The Skriker: Royal Exchange Manchester

I find it hard to think of anyone playing the role of Caryl Churchill’s Skriker other than Kathryn Hunter who made the part her own in the original production at the National Theatre in 1994. The play, a dystopian themed, dark-tale for contemporary times, baffled the critics with its collision of an ailing spirit world and a human race ‘hurtling hurting’ towards apocalyptic disaster. On the other hand, few could find fault with Hunter’s performance – a tour de force as she shapeshifted between the skriker’s own damaged form and the guises she adopts in her encounters between two teenage girls, Josie and Lilly. And my own responses to the play, past and present, have always been haunted by Hunter’s rendition of the part.
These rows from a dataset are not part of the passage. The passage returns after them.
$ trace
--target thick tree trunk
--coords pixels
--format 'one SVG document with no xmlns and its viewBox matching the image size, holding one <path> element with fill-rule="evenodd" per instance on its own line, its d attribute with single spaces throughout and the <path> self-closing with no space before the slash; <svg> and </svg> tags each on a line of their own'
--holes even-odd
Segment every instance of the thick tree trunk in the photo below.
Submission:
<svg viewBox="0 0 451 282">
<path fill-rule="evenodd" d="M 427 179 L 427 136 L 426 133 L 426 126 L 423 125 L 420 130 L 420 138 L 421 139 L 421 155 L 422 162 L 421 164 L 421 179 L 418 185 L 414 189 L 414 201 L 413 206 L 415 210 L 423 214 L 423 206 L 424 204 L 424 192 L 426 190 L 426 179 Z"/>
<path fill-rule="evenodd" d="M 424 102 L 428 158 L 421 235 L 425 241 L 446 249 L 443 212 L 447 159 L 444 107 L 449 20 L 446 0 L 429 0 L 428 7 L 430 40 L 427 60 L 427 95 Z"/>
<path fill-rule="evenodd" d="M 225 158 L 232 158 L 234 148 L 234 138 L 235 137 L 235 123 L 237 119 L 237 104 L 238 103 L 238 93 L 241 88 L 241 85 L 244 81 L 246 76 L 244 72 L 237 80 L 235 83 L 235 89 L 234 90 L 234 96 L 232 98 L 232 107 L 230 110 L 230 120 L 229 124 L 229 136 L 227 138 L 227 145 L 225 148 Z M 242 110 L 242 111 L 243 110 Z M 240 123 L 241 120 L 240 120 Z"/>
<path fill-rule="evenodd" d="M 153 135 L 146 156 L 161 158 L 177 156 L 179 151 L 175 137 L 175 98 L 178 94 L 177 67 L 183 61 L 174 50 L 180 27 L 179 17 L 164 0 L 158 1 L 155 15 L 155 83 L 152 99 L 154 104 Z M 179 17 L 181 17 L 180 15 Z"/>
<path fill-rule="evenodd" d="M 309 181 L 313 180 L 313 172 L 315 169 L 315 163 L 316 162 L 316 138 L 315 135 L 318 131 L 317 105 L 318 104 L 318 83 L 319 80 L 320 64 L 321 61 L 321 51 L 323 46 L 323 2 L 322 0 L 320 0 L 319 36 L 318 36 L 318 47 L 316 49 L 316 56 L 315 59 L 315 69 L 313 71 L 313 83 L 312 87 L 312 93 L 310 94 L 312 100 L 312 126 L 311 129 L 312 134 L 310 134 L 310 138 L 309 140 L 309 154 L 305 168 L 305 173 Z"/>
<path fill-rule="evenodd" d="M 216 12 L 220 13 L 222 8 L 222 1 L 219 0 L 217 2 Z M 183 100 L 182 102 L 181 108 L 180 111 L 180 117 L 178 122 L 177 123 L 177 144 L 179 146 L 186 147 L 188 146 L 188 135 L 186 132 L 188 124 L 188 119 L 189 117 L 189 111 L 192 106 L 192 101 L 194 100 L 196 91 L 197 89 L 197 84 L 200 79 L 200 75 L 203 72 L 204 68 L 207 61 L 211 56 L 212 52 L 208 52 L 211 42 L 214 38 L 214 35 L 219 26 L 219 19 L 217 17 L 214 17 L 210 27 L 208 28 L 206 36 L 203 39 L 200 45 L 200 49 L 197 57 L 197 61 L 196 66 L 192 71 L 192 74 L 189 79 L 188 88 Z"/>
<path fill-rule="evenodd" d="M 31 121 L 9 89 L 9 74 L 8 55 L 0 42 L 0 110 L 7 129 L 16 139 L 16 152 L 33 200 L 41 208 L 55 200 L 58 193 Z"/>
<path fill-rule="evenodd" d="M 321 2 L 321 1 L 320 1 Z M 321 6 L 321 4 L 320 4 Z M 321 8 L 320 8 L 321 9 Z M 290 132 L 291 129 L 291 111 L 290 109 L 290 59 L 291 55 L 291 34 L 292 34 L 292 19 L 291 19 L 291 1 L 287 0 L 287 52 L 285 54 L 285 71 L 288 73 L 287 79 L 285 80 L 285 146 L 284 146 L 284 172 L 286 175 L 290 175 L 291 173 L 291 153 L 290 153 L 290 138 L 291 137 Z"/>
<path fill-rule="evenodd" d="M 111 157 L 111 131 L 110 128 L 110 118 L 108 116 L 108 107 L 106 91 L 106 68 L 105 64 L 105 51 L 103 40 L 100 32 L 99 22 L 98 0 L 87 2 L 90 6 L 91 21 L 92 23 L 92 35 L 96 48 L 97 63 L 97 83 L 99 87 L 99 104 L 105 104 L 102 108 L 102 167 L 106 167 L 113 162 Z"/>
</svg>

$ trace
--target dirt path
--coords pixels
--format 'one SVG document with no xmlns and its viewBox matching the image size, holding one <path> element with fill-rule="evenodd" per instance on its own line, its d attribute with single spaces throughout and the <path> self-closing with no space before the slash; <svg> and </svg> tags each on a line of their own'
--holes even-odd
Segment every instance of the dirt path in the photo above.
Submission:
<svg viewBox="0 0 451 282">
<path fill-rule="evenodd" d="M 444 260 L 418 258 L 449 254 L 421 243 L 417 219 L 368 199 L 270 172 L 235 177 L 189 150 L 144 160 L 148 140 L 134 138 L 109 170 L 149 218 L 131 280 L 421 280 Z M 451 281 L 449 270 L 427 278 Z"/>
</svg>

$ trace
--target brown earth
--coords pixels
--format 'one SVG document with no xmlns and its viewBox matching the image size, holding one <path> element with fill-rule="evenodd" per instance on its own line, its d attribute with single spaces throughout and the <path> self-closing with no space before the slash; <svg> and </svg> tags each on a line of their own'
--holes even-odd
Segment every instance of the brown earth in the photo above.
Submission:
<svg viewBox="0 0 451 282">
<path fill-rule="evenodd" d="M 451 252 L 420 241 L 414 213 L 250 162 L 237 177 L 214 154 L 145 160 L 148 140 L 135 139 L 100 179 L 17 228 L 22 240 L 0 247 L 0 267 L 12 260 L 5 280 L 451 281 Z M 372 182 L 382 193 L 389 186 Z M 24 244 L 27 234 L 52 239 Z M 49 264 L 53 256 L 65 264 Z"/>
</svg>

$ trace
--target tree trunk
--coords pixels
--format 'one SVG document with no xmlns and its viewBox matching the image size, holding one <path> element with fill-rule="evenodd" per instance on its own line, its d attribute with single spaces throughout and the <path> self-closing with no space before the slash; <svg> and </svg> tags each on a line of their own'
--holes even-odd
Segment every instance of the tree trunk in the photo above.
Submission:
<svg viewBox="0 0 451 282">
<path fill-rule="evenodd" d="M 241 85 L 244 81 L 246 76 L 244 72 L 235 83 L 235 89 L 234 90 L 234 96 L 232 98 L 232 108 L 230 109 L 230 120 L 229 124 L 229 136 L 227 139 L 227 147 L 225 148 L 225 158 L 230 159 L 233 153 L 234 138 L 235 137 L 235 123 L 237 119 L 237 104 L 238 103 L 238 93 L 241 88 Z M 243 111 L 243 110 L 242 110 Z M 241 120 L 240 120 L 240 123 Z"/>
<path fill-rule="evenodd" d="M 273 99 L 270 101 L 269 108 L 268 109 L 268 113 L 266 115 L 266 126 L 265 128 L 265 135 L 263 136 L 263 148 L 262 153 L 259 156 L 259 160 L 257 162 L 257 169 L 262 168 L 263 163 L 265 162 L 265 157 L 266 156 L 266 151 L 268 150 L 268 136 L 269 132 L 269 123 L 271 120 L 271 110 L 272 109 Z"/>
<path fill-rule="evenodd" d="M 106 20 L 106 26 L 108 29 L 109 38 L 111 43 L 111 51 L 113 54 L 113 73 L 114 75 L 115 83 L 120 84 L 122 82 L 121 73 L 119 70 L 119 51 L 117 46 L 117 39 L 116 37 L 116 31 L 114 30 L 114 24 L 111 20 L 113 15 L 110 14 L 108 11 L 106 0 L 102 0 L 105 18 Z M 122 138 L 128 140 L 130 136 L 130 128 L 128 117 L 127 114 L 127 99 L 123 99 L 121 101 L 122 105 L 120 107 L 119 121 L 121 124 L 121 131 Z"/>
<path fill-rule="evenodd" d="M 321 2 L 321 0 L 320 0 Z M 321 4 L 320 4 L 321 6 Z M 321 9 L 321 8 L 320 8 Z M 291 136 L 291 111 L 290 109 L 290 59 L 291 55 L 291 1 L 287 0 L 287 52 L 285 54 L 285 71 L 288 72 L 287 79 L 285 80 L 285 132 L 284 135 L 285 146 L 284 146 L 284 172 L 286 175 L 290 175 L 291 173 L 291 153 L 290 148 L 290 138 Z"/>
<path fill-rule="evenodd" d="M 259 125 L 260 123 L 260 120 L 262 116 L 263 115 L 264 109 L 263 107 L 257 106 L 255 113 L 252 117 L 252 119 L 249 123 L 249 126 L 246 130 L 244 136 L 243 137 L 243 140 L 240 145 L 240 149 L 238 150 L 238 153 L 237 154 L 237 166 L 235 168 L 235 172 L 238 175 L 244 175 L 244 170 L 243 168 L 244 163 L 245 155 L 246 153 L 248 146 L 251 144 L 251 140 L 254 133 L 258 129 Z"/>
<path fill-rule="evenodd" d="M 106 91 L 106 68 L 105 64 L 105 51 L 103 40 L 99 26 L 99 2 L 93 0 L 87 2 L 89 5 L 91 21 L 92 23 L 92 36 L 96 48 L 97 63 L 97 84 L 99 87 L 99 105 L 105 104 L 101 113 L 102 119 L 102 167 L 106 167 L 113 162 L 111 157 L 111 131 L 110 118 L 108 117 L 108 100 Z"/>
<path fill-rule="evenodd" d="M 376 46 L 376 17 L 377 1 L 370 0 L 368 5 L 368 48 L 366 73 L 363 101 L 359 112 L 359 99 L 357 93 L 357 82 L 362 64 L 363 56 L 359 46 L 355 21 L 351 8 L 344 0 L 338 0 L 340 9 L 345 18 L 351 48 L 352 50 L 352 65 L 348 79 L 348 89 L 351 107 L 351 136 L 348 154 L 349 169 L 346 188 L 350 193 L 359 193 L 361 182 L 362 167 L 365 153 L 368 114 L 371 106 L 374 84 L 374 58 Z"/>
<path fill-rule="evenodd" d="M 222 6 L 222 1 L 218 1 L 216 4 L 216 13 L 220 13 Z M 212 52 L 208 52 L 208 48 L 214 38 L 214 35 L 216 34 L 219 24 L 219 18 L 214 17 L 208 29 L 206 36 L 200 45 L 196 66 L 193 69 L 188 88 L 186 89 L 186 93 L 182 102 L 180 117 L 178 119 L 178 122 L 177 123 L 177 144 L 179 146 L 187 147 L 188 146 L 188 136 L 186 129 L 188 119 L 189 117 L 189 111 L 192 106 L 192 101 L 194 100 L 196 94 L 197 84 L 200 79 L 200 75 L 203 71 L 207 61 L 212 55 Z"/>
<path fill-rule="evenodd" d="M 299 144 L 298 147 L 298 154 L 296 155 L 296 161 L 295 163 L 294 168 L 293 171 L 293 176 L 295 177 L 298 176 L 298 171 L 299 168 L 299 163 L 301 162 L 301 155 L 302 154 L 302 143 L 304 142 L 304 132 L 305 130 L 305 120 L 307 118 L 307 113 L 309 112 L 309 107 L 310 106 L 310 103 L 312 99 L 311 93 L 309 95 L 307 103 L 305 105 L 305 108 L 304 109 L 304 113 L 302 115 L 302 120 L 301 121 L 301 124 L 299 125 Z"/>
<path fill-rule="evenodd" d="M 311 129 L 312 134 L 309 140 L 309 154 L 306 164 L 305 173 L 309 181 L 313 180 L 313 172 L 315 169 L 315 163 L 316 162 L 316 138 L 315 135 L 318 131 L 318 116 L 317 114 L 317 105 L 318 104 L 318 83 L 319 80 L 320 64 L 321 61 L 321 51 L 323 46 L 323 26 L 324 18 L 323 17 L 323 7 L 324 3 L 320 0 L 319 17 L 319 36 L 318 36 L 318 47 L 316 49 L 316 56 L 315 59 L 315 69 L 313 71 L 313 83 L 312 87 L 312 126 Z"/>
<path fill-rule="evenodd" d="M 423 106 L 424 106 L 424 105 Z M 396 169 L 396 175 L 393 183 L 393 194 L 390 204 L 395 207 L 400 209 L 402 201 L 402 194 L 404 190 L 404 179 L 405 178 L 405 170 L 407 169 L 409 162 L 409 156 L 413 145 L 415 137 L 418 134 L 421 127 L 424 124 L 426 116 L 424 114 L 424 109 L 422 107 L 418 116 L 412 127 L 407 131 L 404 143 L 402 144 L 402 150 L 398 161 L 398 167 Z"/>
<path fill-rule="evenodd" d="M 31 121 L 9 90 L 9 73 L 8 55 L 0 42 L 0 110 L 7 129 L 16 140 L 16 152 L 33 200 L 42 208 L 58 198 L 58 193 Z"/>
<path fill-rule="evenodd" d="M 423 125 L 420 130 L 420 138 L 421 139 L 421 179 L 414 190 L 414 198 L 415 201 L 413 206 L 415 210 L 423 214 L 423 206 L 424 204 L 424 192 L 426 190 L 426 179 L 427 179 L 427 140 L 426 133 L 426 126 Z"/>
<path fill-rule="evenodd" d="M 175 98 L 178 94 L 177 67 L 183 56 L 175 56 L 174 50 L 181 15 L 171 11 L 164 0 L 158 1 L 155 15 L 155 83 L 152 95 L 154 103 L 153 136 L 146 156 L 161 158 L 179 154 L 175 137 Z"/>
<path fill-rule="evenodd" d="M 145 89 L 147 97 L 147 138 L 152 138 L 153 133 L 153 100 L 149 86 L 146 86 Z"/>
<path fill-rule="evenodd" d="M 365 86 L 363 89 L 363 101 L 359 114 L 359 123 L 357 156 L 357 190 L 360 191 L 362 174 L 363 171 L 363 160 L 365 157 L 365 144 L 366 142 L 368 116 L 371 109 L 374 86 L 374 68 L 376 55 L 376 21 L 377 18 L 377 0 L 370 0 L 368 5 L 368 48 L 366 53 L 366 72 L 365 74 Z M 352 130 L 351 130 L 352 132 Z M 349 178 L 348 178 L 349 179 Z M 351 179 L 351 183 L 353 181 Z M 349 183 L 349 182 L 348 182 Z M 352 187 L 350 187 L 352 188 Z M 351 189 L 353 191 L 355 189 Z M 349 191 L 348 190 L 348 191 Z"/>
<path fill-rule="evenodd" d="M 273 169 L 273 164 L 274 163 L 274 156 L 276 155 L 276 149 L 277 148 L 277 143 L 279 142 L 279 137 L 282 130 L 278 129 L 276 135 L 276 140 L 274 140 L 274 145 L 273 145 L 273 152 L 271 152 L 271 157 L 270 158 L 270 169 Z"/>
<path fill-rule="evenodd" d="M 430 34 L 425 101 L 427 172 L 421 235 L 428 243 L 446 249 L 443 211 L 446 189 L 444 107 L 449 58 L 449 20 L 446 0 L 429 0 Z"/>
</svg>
But then, if ever there were another actress for this role it would have to be Maxine Peake, a performer with terrific, mesmerising presence and the vocal/physical range to render the skriker’s shapeshifting and the bellowing of rage against a destructive human race. She did not disappoint. If her delivery of the opening, scene-length monologue couched in the fairy logic of associative recall (recognisable fragments from folk tales emerge and break off as the skriker follows another train of thought) didn’t quite hit the mark, this was more to do with the challenging acoustics and sight-lines of the Exchange’s in-the-round space. This and the propensity for the silent creatures from her underworld who populated the stage to be a visual distraction rather than amplification of her rage against the ‘blood poisoning’ humans to whom she is nonetheless hopelessly attracted. Thereafter, however, Peake captivated and enthralled as she adopted one disguise after another, from a homeless bag lady to a suited businessman, ailing and coughing since there aren’t enough disasters in the world to keep him/skriker  ‘sated seated besotted’ – a moment that made this twenty-year-old play feel as though it was written for/in the here and now.

Sarah Frankcom’s excellent direction admirably served the structural architecture of Churchill’s text; the banquet scene (mid-way through the play) was both a highpoint in production terms and turning point in underscoring the idea of a planet relentlessly set on a course of global destruction. This is the scene in which the skriker succeeds in luring Josie to her underworld; it was devastatingly, brutally exquisite in its rendition of the spirits feasting on one their own (tables were set with platters of seemingly lavish food in which it was possible to pick out a leg or a head of one of the spirit guests). It was also a scene in which designer Lizzie Clachan’s asylum-styled setting came forcefully into its own:  a heightened sense of the insanity of self-serving greed.

From the heights of the balcony and looking down on this pit of monstrous, gluttonous consumption presided over by a regal-looking yet tattered skriker, I felt utterly engulfed by the symphony of the spirits ‘drink drank drunk’. The human world as we know it is increasingly relegated to the outer rim of the walled-in- space: small proscenium-styled insets feature miniature houses and sunflowers, in view yet receding out of view.

Overall, I wasn’t convinced by the decision to have some of the audience seated within the round at the tables that served as miniature stages for the actors. If in one way the intention was to suggest complicity in a world of our own destructive making, in another it often proved a distraction (spectators covering their ears in the raucous banquet scene is not helpful to the desired effect). And the playing in the round meant, as I realised in the curtain call and saw the sheer numbers in the cast, that not all the performers were visible (unless you happened to be a spectator down in the pit).

But I left the theatre with a renewed sense of Churchill’s powerful text; the political urgency with which she writes about a planet conditioned by greed and set on a course of utter annihilation, where no one is ‘safe as dollhouses’ and soon, all too soon, the world will be ‘dustbin’.